Some Examples of the “Track It Down” Move
Source: Mike Caulfield Substack
Author: Mike Caulfield
Published: 2025-11-25
Source type: guide
Original source: https://mikecaulfield.substack.com/p/some-examples-of-the-track-it-down
Private backup: the full article text is archived in the private repository at archives/articles/mikecaulfield-substack-com-some-examples-of-the-track-it-down.source.md. It is not published on the public Quartz site.
Summary
Mike Caulfield demonstrates the “Track It Down” move by using NotebookLM to index roughly fifty walkthrough videos and surface examples where AI-generated statements needed verification. Many outputs were broadly right, but the process revealed errors, missing context, and better sources. The article shows that AI outputs can be useful starting points only when learners trace claims back to original or authoritative evidence.
Pull quotes
Track the claim down
“In writing it, I have been trying an experiment — I uploaded the 50 or so “Get it in, track it down, follow up” walkthrough videos I have created so far into NotebookLM, had it search the seven hours or so of walkthrough content, and pull eight examples illustrating the usefulness of the “Track It Down” move.”

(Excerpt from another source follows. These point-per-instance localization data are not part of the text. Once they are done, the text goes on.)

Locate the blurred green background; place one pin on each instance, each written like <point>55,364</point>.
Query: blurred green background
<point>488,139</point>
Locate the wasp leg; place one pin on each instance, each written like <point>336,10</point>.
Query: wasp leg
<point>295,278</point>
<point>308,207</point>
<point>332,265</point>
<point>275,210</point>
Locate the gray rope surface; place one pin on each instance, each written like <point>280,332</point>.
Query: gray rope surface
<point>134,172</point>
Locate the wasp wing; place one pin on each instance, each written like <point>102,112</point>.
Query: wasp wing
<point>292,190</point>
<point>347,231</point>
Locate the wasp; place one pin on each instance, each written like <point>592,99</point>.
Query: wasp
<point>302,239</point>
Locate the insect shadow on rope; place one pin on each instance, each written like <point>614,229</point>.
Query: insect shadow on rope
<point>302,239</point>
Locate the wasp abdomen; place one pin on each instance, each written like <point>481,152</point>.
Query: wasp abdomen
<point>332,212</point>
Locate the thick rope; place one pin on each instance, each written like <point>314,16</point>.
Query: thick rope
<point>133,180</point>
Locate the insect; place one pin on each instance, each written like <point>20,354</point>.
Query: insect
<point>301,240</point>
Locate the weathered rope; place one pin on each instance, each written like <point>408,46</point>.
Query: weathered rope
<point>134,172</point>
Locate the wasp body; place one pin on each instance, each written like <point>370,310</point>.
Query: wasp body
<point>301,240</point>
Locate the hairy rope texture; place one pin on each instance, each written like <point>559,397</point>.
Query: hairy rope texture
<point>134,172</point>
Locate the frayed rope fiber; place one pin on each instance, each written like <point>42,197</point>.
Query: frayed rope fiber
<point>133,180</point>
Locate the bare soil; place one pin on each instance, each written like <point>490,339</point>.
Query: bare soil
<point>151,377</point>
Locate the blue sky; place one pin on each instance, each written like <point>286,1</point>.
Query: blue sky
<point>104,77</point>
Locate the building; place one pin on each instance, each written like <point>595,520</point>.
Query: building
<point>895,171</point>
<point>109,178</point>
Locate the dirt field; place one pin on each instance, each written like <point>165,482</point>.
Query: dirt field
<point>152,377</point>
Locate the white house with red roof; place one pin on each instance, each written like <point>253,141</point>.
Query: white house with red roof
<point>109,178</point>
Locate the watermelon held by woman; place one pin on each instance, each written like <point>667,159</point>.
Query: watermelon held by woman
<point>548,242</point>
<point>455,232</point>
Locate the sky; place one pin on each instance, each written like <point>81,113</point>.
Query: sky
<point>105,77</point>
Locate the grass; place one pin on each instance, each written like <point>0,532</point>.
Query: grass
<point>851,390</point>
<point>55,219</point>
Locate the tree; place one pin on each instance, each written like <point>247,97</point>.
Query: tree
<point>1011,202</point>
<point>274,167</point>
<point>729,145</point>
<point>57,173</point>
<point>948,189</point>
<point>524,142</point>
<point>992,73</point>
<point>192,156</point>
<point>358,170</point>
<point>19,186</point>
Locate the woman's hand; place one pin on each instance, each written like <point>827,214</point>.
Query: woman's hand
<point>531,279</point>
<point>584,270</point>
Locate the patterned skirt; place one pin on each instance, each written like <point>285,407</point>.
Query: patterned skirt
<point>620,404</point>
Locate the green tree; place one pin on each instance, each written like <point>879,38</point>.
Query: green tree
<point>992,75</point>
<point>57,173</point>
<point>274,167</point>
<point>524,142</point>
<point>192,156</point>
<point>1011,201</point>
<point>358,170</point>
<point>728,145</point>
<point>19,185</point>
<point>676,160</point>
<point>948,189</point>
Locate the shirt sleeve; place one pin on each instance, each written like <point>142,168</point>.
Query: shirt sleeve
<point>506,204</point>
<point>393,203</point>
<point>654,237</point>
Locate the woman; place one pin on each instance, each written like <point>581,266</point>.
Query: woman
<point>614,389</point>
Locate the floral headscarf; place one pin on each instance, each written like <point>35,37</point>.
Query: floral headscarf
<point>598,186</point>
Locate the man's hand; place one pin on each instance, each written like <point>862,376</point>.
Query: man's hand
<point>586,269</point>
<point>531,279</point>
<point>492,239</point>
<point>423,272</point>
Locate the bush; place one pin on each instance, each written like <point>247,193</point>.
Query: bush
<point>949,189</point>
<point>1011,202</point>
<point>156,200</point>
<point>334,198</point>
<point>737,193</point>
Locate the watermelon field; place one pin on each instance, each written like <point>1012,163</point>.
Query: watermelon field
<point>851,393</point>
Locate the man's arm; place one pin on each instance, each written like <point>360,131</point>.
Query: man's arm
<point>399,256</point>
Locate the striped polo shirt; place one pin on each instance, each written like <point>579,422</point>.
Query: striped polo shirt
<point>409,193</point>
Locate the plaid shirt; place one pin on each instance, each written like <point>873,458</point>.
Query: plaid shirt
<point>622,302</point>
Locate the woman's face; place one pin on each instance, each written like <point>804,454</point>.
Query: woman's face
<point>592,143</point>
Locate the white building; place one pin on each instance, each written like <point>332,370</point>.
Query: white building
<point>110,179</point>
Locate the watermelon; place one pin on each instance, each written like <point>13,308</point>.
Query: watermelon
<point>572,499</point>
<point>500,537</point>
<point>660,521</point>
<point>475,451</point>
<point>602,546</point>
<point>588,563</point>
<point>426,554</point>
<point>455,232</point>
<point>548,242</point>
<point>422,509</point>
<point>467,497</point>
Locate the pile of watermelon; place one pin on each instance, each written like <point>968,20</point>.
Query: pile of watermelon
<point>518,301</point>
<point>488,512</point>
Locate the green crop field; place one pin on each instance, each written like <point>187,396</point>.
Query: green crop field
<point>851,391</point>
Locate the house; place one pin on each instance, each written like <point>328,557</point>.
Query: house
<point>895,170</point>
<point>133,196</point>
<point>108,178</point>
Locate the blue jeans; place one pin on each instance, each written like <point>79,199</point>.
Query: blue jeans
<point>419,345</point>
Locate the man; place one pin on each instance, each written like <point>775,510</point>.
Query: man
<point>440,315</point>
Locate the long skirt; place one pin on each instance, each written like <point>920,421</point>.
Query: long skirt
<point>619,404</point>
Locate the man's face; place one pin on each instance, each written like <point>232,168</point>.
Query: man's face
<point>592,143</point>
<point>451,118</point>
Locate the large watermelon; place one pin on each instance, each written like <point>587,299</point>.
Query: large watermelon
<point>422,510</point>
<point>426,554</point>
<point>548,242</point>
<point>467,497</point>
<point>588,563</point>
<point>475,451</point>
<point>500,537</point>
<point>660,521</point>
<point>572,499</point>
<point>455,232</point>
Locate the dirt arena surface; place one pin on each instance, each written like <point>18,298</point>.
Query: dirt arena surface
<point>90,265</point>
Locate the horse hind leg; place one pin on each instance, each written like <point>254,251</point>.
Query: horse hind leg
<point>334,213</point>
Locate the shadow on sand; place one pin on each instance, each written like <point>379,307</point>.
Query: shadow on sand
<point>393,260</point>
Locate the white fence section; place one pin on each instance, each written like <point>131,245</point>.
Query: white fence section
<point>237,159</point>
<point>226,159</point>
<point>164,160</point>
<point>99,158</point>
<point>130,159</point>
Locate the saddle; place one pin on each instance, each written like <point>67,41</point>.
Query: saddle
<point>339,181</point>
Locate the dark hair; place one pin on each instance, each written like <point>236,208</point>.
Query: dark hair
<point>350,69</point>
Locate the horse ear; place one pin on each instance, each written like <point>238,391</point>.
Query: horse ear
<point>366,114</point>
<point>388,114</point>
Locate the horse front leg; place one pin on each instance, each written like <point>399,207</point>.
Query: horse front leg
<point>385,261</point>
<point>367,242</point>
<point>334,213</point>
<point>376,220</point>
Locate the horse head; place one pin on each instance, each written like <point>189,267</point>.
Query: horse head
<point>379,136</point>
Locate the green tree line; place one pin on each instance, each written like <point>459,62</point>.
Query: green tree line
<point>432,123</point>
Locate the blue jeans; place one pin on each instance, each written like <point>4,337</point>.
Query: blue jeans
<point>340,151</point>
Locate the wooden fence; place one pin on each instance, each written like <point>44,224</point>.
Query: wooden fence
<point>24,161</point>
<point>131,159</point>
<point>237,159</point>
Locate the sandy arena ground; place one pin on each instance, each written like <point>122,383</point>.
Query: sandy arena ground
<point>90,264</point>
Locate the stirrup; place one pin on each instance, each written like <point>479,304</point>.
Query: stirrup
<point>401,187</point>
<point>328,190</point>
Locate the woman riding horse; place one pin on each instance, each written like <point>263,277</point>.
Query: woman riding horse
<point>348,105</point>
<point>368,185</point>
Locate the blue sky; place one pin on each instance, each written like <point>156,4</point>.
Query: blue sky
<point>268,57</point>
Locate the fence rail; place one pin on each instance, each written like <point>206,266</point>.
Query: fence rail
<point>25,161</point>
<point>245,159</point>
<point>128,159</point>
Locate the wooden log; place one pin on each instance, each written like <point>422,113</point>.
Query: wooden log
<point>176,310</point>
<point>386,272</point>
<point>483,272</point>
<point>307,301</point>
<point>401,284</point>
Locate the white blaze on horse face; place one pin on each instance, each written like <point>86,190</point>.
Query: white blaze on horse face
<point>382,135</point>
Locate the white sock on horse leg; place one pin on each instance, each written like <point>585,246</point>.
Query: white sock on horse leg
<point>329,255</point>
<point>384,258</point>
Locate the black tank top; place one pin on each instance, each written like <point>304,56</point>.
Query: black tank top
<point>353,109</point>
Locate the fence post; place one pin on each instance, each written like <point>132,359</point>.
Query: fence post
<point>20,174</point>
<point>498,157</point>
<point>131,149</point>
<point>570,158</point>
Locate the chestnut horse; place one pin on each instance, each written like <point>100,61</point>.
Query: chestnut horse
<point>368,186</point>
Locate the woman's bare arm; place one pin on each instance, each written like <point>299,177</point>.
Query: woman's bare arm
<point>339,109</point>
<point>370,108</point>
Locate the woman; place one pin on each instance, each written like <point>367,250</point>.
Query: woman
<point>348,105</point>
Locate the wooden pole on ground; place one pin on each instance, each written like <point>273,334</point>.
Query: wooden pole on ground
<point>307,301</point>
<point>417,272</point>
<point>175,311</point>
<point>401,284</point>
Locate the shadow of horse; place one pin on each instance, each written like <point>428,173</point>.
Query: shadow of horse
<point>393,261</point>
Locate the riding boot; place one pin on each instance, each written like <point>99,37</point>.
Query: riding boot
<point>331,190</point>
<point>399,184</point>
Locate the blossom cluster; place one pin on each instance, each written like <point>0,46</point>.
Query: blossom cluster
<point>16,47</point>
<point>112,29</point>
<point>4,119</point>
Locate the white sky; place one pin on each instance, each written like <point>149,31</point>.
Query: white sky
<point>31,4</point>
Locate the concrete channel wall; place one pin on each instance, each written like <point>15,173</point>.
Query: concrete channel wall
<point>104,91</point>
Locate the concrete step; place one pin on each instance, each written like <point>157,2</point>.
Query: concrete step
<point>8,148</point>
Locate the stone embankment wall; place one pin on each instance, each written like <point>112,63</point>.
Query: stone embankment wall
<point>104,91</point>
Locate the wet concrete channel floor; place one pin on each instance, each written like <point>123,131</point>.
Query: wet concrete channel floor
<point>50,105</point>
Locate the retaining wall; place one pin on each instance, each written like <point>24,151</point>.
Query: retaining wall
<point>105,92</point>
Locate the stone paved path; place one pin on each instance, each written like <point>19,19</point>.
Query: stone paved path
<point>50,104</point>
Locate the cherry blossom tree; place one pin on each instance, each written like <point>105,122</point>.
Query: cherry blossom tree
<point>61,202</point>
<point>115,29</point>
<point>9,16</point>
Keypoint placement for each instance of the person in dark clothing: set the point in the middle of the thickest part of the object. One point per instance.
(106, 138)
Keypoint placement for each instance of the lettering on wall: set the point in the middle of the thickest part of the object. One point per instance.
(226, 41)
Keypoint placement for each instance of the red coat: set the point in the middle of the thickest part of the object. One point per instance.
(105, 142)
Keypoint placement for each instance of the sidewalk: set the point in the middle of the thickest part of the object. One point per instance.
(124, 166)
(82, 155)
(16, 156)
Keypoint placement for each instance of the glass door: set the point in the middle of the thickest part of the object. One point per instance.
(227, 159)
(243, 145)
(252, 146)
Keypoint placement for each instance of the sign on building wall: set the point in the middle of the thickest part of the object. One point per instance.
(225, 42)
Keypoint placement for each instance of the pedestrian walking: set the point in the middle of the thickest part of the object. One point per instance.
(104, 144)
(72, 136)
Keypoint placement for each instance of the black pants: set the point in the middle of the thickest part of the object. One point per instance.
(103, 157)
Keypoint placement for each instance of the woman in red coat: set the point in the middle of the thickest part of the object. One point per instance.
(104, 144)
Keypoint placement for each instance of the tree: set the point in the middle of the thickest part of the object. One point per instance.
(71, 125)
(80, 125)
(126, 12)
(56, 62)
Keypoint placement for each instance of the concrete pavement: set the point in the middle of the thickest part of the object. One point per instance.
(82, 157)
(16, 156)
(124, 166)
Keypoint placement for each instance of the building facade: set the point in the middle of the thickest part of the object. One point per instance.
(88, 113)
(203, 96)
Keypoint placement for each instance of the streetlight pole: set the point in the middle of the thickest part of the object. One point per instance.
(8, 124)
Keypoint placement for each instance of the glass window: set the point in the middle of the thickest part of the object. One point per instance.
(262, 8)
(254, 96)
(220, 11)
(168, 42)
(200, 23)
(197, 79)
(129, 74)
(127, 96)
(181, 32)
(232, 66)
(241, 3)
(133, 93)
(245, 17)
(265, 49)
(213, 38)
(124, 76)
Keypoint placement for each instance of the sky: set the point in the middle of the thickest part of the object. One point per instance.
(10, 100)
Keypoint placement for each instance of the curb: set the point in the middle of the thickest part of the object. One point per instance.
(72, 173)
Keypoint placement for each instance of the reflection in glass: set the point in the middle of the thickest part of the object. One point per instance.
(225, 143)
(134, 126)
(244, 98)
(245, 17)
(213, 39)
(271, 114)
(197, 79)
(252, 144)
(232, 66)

Often right, sometimes wrong
“Most of them are just examples of confirming that the LLM was correct (which will usually be the case), though in two of eight cases (“Florida coastline” and “Eiffel Tower”) tracking down the claims shows the LLM was wrong.”
Better sources matter
“The initial AI response provided a link which was half-decent, but better sources were necessary for this claim involving Pope Francis (a known Chicago White Sox fan) receiving a Cubs jersey.”
Big ideas
- Students need to check AI answers against real evidence
- Students need to bring the purpose; AI should not supply it for them
Claims
- AI-assisted inquiry should ground claims in evidence
- Research prompts can support inquiry without taking over student judgment
Key evidence and examples
- A Florida coastline example found that AI wrongly said a 1982 CBS report omitted a 25% flooding figure, while original footage showed the figure was mentioned with caveats.
- An Eiffel Tower example showed AI repeating a common 15 cm expansion claim, while the official site clarified the measurement differently.
- A Pope Francis and Cubs jersey claim became stronger when traced to Vatican News.
- An Emma Goldman quote was traced to Jack Frager’s 1973 T-shirt wording and a richer first-person account.
- Examples involving Mr. Rogers, lightning and rainbow photography, Einstein misattribution, and “hoedown” etymology show that source-tracing can confirm, correct, or deepen AI answers.
Education relevance
This is a strong classroom fit for AI literacy, lateral reading, media literacy, citation practice, and teaching students to move from generated answers to evidence.
Durability note
The examples are time-bound walkthroughs, but the durable value is the repeated move: use AI output as a starting point, then track claims down to stronger evidence.